We were delighted to see the publication of the Centre for Data Ethics and Innovation’s ‘Review into bias in algorithmic decision-making’ last month.
We hope this will be the beginning of a new era of AI safety governance, one that backs up its ethical recommendations with clear, technical guidelines for making safe AI a reality.
Faculty was appointed by a competitive tender process to support the Review with an underpinning technical report, which you can read in full here. This included in-depth analysis of different bias mitigation strategies, writing detailed technical standards for data science practitioners, and showcasing these in a user-facing app, all published by CDEI.
Our aim was to identify the best, most practical approaches that developers on the ground could use to create fairer, safer algorithms.
At Faculty, we’ve always firmly believed that AI can’t be adopted widely unless it can be implemented safely. Progress and protection must go hand in hand. It’s why we have dedicated significant resources to the field of AI safety, developing practical tools and approaches designed to protect the four key pillars of safe and ethical AI:
- Fairness (does it have implicit biases?)
- Privacy (does it leak people’s data?)
- Robustness (does it fail unexpectedly?)
- Explainability (do we know how it is working?)
We firmly believe that, to ensure AI safety in the real world, we need practical tools and approaches to be developed, not just sets of principles or frameworks (as important as those might be). We’ve seen more than 50 such sets of AI principles and tech regulations published worldwide in the last few years, but the hard truth is that these principles are often ignored by practitioners. Why? Because ‘principles’ aren’t enough to make safe, fair, ethical AI a reality for real data science teams. Indeed the same is true of data legislation more broadly – for example – the ‘explainability’ provisions in the GDPR. They need more than goals; they need guidance and support on how to achieve those goals.

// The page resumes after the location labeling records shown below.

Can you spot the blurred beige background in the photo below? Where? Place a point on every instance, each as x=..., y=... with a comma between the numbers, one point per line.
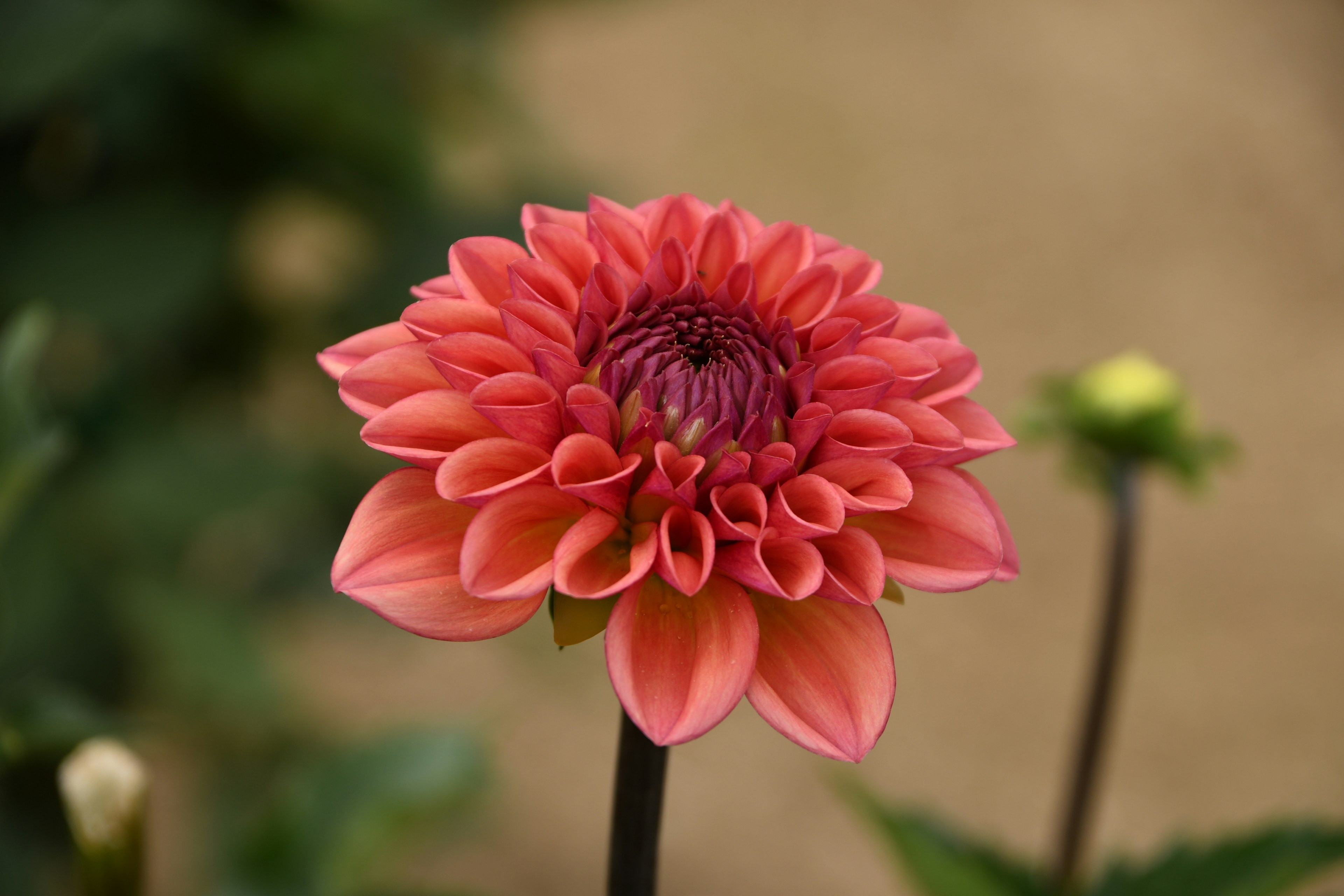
x=1064, y=181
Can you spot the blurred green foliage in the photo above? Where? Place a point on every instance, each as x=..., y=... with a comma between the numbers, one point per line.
x=197, y=195
x=940, y=860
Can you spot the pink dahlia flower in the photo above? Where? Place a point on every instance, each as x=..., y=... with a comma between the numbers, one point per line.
x=712, y=424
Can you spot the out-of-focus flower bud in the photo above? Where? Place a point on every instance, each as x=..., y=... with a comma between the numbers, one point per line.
x=104, y=786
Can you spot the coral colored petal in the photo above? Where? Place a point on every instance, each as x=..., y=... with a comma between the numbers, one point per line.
x=944, y=540
x=824, y=678
x=386, y=378
x=600, y=558
x=424, y=428
x=480, y=266
x=855, y=569
x=680, y=664
x=475, y=473
x=510, y=546
x=400, y=558
x=1010, y=567
x=349, y=352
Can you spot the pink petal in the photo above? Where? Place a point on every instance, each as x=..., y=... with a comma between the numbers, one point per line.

The problem has always come down to two seemingly insurmountable difficulties. Firstly, regulators are often accused of lacking the technical expertise needed to provide more than a general direction for data scientists to follow. Secondly, private data science companies are likely to hold the necessary technical expertise, but should not be allowed to independently set standards for what is safe, ethical, and fair.
Instead of restricting itself to general principles, our work with the CDEI takes the next step towards implementation by providing technical standards aimed at practitioners. This includes a clear structure for considering different mathematical definitions of algorithmic bias and a clear range of approaches that practitioners can use to detect and mitigate that bias throughout development and deployment.
Our work with the CDEI on bias mitigation shows the value of long-term, in-depth partnerships between government and industry. Such partnerships allow institutions like the CDEI to build a complete, realistic picture of the practical steps and decisions that data scientists would need to take in order to put these high level principles into practice. And when concepts like fairness that often appear in those principles, have to be defined precisely and mathematically, that is the opportunity for a fantastically rich conversation between policy makers, organisational leaders, and practitioners.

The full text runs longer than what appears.